I clearly recall being very interested in the 1948 election, in which incumbent Harry Truman, Democrat, faced off with Thomas Dewey, Republican; Henry Wallace, Progressive (aka Communist); and Strom Thurmond Dixiecrat (aka Segregationist). At the time, I was eight years old.

But my favorite early political memory came four years later, when my least favorite uncle kept insisting that Robert Taft would be the Republican nominee, and I bet him $5 that he would lose out to Dwight Eisenhower. There’s no happier moment in a young person’s life then when he can walk up to an unlikeable relative in front of other family members, announce you had won a political bet fair and square, and demand payment.


Speaking of indications of something or other at a very young age, I found myself capable of spotting punchlines very early on. It was more a curse than a blessing because I would sometimes find myself laughing at the often-ludicrous set-ups and then being stony-faced by the time the jokester finally reached the finish line. The problem was that I had gotten there first.

I was reminded of this when a reader sent me the following joke: "A Polish immigrant went to the DMV to apply for a driver’s license. First, of course, he had to take an eyesight test. The clerk showed him a card containing the letters CZWIXNOSTACZ.

"Can you read this?” “Read it?!,” the Polish guy replied. “I know the guy.”

The question isn’t whether you thought it was funny or not, but whether you knew the punchline as soon as you heard that a Polish guy had gone to apply for a driver’s license.

Take my word for it, it’s not easy being me.


So often when we hear about those jobs that most Americans refuse to do, we’re supposed to think of picking grapes or harvesting lettuce. I tend to picture marrying people like Harry Reid, Nancy Pelosi, Maxine Waters or one of the Clintons.
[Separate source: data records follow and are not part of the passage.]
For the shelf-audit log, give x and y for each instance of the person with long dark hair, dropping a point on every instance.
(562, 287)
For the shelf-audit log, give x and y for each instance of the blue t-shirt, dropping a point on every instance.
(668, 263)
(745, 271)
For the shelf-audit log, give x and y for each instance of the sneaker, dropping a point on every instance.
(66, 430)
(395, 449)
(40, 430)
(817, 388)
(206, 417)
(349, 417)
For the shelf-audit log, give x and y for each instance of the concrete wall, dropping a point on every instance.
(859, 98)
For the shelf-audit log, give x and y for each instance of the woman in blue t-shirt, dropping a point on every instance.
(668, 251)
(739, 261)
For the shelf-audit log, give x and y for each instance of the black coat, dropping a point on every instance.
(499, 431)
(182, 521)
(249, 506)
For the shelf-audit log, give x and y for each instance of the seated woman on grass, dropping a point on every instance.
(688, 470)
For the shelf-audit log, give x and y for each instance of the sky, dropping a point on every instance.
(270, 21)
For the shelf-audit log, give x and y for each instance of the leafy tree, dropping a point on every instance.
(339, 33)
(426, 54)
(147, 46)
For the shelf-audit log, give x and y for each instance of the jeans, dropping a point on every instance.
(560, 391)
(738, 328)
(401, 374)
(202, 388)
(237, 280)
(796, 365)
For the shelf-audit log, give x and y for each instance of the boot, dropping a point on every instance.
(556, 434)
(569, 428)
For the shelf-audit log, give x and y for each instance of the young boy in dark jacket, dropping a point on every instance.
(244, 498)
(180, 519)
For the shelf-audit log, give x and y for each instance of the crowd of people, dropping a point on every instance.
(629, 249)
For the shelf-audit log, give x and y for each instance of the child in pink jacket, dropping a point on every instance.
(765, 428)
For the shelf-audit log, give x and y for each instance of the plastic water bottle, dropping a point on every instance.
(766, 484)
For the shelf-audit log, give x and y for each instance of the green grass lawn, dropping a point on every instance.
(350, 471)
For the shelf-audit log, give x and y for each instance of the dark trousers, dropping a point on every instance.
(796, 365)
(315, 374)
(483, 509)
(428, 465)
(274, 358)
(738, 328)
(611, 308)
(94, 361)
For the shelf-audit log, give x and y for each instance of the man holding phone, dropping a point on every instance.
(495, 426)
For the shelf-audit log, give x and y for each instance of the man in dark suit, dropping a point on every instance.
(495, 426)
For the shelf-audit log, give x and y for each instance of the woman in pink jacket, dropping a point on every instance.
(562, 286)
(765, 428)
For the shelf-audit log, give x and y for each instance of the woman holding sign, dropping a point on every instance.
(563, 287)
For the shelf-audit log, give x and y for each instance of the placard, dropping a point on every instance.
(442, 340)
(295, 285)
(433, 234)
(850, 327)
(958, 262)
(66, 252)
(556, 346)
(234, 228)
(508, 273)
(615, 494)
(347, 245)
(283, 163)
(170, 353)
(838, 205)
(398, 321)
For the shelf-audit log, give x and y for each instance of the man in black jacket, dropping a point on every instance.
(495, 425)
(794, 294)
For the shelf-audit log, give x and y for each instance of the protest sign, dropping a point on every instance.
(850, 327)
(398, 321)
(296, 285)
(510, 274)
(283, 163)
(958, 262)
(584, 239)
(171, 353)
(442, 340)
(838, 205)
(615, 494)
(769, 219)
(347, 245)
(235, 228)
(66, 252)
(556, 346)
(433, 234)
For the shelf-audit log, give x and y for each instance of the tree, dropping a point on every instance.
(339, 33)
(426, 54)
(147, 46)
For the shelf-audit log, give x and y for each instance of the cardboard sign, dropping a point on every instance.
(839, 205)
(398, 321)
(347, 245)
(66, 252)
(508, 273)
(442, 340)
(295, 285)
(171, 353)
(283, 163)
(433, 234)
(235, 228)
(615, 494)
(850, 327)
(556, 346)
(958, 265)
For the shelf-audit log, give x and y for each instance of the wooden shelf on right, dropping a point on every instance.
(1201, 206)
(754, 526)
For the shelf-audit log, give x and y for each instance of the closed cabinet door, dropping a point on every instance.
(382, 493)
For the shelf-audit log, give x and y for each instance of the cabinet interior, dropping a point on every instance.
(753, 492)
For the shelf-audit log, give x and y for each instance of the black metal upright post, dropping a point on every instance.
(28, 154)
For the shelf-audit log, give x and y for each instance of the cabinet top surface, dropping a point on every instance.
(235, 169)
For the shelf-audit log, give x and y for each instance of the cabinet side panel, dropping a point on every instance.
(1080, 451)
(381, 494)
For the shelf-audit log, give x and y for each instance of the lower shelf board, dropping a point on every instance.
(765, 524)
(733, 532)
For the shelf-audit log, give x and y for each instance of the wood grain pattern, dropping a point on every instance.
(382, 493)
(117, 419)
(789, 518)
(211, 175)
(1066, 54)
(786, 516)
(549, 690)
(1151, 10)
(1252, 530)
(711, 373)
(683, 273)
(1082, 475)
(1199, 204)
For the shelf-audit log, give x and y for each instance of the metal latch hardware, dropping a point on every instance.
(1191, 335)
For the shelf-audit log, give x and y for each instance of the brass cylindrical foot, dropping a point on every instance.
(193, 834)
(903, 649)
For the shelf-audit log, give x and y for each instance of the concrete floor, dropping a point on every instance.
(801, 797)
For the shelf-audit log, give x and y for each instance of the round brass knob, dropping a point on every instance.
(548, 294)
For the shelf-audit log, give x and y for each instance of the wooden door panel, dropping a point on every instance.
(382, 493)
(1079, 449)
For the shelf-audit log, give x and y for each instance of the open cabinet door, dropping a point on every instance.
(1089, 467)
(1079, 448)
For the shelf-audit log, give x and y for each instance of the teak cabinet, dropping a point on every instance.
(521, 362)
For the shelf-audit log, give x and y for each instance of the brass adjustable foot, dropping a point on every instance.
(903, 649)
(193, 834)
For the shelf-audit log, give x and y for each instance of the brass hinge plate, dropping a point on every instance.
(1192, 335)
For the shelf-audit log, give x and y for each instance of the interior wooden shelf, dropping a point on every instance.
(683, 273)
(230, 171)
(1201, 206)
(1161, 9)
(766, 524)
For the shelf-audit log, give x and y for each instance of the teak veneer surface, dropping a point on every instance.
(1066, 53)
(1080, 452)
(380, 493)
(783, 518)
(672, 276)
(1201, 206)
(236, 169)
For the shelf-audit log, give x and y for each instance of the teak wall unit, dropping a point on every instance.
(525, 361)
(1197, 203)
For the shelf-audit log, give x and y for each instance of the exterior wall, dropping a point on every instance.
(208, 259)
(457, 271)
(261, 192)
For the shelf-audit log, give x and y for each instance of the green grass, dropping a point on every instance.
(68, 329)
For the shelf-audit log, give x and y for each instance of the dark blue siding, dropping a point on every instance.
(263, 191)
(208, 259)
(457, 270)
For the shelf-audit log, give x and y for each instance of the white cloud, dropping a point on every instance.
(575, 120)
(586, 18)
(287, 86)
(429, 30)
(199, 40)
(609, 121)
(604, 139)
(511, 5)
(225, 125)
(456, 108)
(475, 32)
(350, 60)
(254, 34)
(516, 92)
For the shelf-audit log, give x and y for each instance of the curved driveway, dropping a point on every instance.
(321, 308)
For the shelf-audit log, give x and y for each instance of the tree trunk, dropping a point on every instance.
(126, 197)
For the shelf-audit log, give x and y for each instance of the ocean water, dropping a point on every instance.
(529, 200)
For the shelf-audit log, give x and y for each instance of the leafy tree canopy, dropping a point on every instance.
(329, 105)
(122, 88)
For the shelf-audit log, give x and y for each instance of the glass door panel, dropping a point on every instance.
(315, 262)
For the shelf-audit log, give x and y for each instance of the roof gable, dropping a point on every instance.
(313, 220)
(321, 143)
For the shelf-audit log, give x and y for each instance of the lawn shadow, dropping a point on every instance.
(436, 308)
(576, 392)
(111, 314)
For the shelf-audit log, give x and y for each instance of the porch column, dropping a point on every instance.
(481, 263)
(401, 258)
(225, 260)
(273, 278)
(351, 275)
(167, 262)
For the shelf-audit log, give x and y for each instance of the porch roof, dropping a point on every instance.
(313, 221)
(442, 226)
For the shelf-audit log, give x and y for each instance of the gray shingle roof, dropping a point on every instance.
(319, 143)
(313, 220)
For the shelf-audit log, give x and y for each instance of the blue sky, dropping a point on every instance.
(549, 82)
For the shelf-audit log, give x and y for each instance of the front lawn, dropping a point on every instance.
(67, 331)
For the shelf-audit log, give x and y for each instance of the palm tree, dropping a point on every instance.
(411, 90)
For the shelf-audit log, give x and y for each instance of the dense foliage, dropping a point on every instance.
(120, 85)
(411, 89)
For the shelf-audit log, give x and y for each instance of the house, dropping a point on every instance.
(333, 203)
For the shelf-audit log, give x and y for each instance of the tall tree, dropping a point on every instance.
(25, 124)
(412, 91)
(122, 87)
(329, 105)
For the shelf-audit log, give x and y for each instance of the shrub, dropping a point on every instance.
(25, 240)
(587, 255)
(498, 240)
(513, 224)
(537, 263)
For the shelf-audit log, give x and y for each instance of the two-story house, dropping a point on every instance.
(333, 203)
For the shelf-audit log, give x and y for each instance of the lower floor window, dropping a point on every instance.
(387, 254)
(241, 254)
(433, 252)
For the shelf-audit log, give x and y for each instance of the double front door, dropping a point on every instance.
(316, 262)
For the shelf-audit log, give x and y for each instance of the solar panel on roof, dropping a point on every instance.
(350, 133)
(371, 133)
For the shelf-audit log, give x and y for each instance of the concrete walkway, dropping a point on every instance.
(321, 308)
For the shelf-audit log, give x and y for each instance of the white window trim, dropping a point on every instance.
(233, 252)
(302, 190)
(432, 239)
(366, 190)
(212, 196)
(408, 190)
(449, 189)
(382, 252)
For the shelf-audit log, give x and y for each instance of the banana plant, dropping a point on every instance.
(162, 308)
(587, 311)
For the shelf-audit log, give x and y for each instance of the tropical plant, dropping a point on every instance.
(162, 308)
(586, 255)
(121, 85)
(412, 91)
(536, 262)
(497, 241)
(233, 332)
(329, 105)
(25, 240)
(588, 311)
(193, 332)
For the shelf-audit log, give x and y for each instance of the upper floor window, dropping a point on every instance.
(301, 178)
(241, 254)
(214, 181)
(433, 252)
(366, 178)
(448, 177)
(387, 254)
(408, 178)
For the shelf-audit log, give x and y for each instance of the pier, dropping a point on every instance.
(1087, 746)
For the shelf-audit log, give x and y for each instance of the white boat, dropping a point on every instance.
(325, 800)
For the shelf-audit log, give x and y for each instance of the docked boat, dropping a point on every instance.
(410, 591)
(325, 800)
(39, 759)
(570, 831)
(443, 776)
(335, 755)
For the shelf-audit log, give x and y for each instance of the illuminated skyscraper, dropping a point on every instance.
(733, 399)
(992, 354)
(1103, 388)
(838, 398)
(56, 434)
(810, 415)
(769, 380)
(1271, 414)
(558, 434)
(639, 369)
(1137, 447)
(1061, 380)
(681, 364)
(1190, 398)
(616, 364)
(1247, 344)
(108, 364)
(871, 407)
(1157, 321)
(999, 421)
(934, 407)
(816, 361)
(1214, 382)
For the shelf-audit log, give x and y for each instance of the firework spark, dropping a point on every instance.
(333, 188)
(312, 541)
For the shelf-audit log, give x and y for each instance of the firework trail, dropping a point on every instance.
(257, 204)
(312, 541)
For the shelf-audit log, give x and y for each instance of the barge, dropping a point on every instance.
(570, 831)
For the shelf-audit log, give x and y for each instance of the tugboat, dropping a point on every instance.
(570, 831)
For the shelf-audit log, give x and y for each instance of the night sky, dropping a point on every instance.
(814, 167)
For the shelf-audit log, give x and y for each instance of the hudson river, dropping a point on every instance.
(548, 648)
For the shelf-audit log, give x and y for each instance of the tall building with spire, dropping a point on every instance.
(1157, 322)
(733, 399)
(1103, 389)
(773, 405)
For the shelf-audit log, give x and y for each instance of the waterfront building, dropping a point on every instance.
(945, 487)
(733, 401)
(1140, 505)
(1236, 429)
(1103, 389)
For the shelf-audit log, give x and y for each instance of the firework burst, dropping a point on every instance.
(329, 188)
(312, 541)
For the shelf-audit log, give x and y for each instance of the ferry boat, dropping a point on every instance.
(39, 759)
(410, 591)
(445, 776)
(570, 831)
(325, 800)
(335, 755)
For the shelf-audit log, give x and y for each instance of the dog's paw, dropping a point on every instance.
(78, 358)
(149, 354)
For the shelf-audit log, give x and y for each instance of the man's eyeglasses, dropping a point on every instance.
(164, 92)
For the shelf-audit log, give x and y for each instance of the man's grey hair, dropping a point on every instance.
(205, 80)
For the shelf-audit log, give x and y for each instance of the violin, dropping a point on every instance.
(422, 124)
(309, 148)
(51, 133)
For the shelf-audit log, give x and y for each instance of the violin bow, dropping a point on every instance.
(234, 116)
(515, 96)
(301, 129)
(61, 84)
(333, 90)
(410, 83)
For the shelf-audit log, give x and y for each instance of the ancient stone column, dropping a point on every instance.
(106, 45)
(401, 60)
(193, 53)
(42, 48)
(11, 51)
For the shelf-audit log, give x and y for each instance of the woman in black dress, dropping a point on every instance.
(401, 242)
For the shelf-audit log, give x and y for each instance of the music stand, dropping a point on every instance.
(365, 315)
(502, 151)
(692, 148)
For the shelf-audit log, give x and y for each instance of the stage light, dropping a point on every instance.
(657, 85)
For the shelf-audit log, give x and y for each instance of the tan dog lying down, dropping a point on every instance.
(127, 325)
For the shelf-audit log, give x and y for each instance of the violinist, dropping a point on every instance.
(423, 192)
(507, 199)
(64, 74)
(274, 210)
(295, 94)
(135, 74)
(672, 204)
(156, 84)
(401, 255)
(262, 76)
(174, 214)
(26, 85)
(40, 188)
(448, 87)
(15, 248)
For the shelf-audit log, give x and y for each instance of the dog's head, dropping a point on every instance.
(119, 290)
I recently wrote a letter to Sen. Joe Manchin of West Virginia, suggesting he not waste any time changing his party affiliation from Democrat to Republican. For one thing, he has already shown indications that he’s not in lockstep behind Minority Senate leader Chuck Schumer by actually voting to confirm a few of Trump’s Cabinet secretaries. For another, the GOP has a 52-48 majority in the Senate, but it’s precarious because Susan Collins of Maine and Lisa Murkowski of Alaska are a pair of dipsticks who can’t be counted on.

What’s more, John McCain and Lindsey Graham are nearly as undependable. The two have been playing footsies for so long that word has finally gotten out, which would explain why actor Ashton Kutcher, who was addressing a Senate committee on the scourge of human trafficking, blew McCain a kiss after McCain gushed that Kutcher was even handsomer in person than on screen.

Although the GOP majority will likely grow after the 2018 election, when 23 Democrats and only nine Republicans will be defending their Senate seats, providing Mitch McConnell with a 53-47 margin today could earn Manchin a great many brownie points and a few choice committee chairmanships. It would also enhance his chances of being re-elected in a state that went for Trump by over 300,000 votes, 489,000 to Clinton’s 188,000.


Finally, I’d like to share with you Hofstadter’s Law, formulated by Douglas Hofstadter, a professor of cognitive science, which states: “It always takes longer than you expect, even when you take into account Hofstadter’s Law.”

Because I have been aware of that fact for so many years, it should by all rights be known as Prelutsky’s Law. It just took me longer than I expected to write it down.